All of lore.kernel.org
 help / color / mirror / Atom feed
From: Oleg Nesterov <oleg@redhat.com>
To: Tejun Heo <tj@kernel.org>
Cc: Linus Torvalds <torvalds@linux-foundation.org>,
	"Rafael J. Wysocki" <rjw@sisk.pl>,
	Thomas Gleixner <tglx@linutronix.de>,
	Mike Galbraith <efault@gmx.de>, Ingo Molnar <mingo@elte.hu>,
	LKML <linux-kernel@vger.kernel.org>,
	pm list <linux-pm@lists.linux-foundation.org>,
	Greg KH <gregkh@suse.de>, Jesse Barnes <jbarnes@virtuousgeek.org>,
	Andi Kleen <ak@linux.intel.com>
Subject: Re: GPF in run_workqueue()/list_del_init(cwq->worklist.next) on resume
Date: Thu, 12 Nov 2009 19:35:08 +0100	[thread overview]
Message-ID: <20091112183508.GA14661@redhat.com> (raw)
In-Reply-To: <4AFB9595.1030002@kernel.org>

On 11/12, Tejun Heo wrote:
>
> Oleg Nesterov wrote:
> >
> > This is even documented, the comment above queue_work() says:
> >
> > 	* We queue the work to the CPU on which it was submitted, but if the CPU dies
> > 	* it can be processed by another CPU.
> >
> > We can improve things, see http://marc.info/?l=linux-kernel&m=125562105103769
> >
> > But then we should also change workqueue_cpu_callback(CPU_POST_DEAD).
> > Instead of flushing, we should carefully move the pending works to
> > another CPU, otherwise the self-requeueing work can block cpu_down().
>
> That looks like an excellent idea and I don't think it will add
> noticeable overhead even done by default and it will magically make
> the "how to implement single-threaded wq semantics in conccurrency
> managed wq" problem go away.  I'll work on it.

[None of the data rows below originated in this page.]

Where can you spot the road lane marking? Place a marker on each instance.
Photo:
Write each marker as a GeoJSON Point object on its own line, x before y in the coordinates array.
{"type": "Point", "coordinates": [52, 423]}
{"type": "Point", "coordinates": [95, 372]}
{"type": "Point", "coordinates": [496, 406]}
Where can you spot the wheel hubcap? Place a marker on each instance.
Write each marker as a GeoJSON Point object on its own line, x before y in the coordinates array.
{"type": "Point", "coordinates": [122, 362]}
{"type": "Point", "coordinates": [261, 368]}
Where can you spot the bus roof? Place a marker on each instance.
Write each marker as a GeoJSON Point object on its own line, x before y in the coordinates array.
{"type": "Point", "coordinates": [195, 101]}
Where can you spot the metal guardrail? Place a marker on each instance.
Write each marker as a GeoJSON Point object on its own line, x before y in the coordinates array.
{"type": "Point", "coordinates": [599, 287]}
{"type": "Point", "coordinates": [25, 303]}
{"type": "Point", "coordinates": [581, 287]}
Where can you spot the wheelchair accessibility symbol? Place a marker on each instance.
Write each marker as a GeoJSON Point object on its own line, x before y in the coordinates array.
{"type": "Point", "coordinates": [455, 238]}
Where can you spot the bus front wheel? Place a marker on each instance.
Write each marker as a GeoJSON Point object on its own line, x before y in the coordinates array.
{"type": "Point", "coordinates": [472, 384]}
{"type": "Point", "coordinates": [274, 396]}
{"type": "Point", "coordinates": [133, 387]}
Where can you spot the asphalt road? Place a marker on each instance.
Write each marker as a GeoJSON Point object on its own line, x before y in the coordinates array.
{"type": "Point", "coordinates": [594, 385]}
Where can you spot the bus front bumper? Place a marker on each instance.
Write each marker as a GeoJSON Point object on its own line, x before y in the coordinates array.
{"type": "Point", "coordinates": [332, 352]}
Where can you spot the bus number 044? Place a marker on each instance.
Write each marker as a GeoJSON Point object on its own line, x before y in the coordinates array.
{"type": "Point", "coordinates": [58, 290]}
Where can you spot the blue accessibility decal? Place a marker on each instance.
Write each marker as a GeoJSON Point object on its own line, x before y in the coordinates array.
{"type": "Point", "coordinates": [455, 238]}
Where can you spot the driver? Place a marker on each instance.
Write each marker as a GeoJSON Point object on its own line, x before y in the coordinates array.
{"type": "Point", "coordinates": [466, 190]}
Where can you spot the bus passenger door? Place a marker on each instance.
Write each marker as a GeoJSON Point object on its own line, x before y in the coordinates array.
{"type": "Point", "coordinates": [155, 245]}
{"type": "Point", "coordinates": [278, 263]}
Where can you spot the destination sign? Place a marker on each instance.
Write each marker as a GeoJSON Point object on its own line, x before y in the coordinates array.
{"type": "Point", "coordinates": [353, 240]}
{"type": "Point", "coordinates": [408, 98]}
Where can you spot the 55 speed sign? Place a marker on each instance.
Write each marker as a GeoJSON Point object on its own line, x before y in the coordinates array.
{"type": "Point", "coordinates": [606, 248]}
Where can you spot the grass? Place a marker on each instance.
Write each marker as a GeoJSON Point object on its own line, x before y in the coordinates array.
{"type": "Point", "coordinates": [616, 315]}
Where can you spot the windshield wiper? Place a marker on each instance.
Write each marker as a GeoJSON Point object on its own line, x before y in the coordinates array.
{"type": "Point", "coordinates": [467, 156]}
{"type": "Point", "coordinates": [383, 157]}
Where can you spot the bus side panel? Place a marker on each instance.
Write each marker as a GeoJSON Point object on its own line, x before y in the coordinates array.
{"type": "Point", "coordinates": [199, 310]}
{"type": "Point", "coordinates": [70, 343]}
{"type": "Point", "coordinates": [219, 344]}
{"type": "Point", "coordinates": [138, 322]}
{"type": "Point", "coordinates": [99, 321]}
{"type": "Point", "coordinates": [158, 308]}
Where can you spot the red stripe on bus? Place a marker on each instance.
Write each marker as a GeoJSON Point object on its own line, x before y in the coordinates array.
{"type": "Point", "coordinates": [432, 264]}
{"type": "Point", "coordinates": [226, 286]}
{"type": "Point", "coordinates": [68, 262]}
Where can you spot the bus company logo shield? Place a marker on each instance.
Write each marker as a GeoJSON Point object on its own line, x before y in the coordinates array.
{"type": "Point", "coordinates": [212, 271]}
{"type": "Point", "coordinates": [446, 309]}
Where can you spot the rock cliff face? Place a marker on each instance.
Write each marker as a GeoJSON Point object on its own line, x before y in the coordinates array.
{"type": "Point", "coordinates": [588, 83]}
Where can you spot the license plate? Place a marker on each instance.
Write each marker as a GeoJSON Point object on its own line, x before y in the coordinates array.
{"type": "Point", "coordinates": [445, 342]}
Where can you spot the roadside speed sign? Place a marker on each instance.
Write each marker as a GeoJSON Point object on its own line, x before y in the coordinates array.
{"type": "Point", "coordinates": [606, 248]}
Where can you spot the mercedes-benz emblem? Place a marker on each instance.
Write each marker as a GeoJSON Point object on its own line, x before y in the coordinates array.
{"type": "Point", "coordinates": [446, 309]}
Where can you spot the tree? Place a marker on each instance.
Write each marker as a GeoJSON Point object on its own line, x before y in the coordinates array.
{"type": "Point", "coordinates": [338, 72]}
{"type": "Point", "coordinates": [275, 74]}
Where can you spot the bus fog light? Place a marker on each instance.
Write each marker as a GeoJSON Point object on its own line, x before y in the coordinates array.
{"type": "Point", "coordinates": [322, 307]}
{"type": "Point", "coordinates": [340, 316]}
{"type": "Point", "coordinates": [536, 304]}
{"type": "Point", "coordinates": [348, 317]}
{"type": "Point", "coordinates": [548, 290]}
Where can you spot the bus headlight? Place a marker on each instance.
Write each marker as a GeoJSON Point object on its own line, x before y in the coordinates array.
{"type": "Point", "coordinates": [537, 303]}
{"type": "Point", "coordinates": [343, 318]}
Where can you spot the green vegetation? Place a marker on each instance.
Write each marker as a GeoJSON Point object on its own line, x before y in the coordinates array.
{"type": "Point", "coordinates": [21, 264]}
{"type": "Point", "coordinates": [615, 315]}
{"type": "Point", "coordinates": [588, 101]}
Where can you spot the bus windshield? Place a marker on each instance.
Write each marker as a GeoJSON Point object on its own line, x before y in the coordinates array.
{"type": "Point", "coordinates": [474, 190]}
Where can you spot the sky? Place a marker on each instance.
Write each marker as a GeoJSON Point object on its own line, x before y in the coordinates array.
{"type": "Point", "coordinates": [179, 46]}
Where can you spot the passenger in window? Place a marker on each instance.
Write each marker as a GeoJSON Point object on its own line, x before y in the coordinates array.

I am still not sure all work_structs should single-threaded by default.

To clarify, I am not arguing. Just I don't know. I mean, this change can
break the existing code, and it is not easy to notice the problem.

> If you look at the workqueue code itself very closely, all subtleties
> are properly defined and described.  The problem is that it's not very
> clear and way too subtle when seen from outside and workqueue is
> something used very widely.

Yes, agreed.

> making flush_work() behave as
> flush_work_sync() by default should be doable without too much
> overhead.  I'll give it a shot.

Well, I disagree. Imho it is better to have both flush_work() and
flush_work_sync(). flush_work() is "special" and should be used with
care. But this is minor, and if the work_stuct is single-threaded then
flush_work() == flush_work_sync().

(Perhaps this is what you meant)

> > Not sure this patch will help, but I bet that the actual reason for
> > this bug is much simpler than the subtle races above ;)
>
> And yes it was but still I'm fairly sure unexpected races described
> above are happening.

Yes, sure, I never argued.

My only point was, it is not that workqueues are buggy, they were
designed (and even documented) to work this way. I can't judge if it
was right or not, but personally I think everything is "logical".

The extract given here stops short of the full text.